At first glance it might be mistaken for a piece of modern art: a thin, metallic structure about 36 inches high, held together by nuts, bolts, and slabs of metal. But although it's up for sale Saturday at Christie's auction house in Paris and it may end up as a decoration in someone's living room, it isn't "art" in the accepted sense at all.
Instead, this heap of metal belonged to a Concorde supersonic aircraft. Less than a month after the fleet soared through the skies for the last time, Air France is auctioning off 218 parts and memorabilia.
The famous planes retired for good in October after 27 years of flight, closing a chapter in the history of aviation.

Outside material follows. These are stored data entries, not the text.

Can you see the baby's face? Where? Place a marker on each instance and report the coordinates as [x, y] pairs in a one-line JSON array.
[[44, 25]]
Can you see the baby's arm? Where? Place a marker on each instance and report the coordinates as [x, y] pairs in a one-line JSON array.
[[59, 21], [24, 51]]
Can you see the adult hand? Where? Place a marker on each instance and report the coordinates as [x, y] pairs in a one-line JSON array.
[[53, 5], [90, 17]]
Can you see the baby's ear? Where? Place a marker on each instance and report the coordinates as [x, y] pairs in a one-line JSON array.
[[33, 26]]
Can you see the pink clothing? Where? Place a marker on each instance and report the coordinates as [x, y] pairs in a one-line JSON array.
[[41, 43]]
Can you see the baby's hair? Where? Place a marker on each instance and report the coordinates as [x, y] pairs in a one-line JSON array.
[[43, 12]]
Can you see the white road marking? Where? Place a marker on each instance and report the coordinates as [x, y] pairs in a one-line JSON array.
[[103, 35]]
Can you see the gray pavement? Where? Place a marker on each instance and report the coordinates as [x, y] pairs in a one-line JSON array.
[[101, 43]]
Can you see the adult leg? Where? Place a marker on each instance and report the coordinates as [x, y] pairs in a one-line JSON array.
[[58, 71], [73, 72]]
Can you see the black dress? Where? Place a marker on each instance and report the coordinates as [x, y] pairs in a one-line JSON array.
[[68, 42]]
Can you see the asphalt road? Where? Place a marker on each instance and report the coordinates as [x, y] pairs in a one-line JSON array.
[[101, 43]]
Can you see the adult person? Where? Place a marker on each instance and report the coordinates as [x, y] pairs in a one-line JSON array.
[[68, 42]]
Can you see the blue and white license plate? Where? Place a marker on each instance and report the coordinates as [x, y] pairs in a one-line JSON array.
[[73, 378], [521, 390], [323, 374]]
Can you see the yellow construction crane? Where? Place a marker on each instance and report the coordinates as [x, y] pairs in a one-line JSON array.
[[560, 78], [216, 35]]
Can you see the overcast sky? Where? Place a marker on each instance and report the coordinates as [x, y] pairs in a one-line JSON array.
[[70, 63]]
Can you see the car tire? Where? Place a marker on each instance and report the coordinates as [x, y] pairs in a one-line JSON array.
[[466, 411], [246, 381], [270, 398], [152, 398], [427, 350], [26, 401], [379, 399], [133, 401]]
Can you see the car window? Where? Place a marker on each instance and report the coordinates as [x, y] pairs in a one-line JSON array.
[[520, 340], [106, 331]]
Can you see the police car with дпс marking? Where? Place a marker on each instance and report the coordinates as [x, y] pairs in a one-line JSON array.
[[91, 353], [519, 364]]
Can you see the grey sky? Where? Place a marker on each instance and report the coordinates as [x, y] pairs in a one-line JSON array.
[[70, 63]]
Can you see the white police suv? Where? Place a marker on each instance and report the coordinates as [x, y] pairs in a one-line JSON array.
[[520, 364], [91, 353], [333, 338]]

But many admirers are still hoping to acquire their own little piece of history: Concorde air-pressure indicators, signed window panels, high-pressure turbine disks, cabin seats, manuals, or china.
"There is something magical about the Concorde for everyone," says sale organizer Emmanuelle Vidal at the presale exhibition, which has attracted a huge crowd. "The Concorde is a citizen of the world, and in France, a lot of emotion is associated with it because it symbolizes French and British technological genius."
The item that has attracted the most attention is the white conical nose, which captured the essence of the Concorde's sleek and streamlined design. "If I could afford it, I would buy the nose and put it in my sitting room," says a Frenchman admiring the sale's pièce de résistance, which stands in its own room. "It's so sad that it's all over."
Some fans are just curious to see pieces of a technological marvel up close. "I'm not sure these parts are really very beautiful or that I would want them in my house," says one viewer. "But I came to see them for sentimental reasons."
Others are hoping for a more modest share of aviation glory. "I thought one day I would be able to afford a ticket [on the Concorde], but it's too late," says a young Parisienne. "It would be a dream to own one of the dinner sets. To be able to say that you will be eating on plates which were used on the Concorde - well, that is something else."